# XGBoost and Linear Learner in SageMaker

## Goal:
Model to decide (classify) if newly reported UFO sightings are legitimate (1: explained, 2: unexplained, 3: probable)

## Steps:
1. [Load csv from S3](#Step-1:-Loading-csv-from-S3)
1. [Cleaning, transforming, analyize, and preparing dataset](#Step-2:-Cleaning,-transforming,-analyize,-and-preparing-the-dataset)
1. [Create and train XGBoost](#Step-3:-Train-XGBoost)
1. [Create and train Linear Learner](#Step-4:-Linear-Learner)

## Imports

In [None]:
import pandas as pd
import numpy as np
from datetime import datetime
import io
import sagemaker.amazon.common as smac

import boto3
from sagemaker import get_execution_role
import sagemaker

import matplotlib.pyplot as plt
import seaborn as sns

## Step 1: Loading csv from S3

In [None]:
role = get_execution_role()
bucket = 'ml_ufo_sightings'
sub_folder = 'ufo_dataset'
data_key = 'ufo_fullset.csv'
data_location = 's3://{}/{}/{}'.format(bucket, sub_folder, data_key)

df = pd.read_csv(data_location, low_memory=False)
df.head()

## Step 2: Cleaning, transforming, analyize, and preparing the dataset

In [None]:
# any missing values?
#boolean
missing_values = df.isnull().values.any()
# if true, then show null rows
if(missing_values):
    display(df[df.isnull().any(axis=1)])

In [None]:
# Values are missing in the 'shape' feature. What are the other 'shape' values ordered by counts?
df['shape'].value_counts()

In [None]:
# Replace missing 'shape' values with the most common shape -> count index 0
df['shape'] = df['shape'].fillna(df['shape'].value_counts().index[0])

In [None]:
# Convert the `reportedTimestamp` and `eventDate` to a datetime data types.
df['reportedTimestamp'] = pd.to_datetime(df['reportedTimestamp'])
df['eventDate'] = pd.to_datetime(df['eventDate'])

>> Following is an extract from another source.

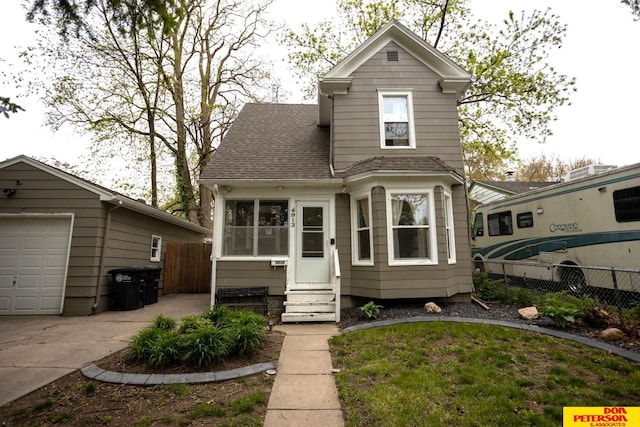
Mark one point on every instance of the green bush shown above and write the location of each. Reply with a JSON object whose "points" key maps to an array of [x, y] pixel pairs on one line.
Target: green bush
{"points": [[141, 344], [206, 344], [488, 289], [200, 339], [562, 307], [218, 315], [165, 350], [370, 310], [189, 324], [164, 323]]}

# Convert the `shape` and `weather` to a category data type.
df['shape'] = df['shape'].astype('category')
df['weather'] = df['weather'].astype('category')

# Map the `physicalEvidence` and `contact` from 'Y', 'N' to `0`, `1`.
df['physicalEvidence'] = df['physicalEvidence'].replace({'Y': 1, 'N': 0})
df['contact'] = df['contact'].replace({'Y': 1, 'N': 0})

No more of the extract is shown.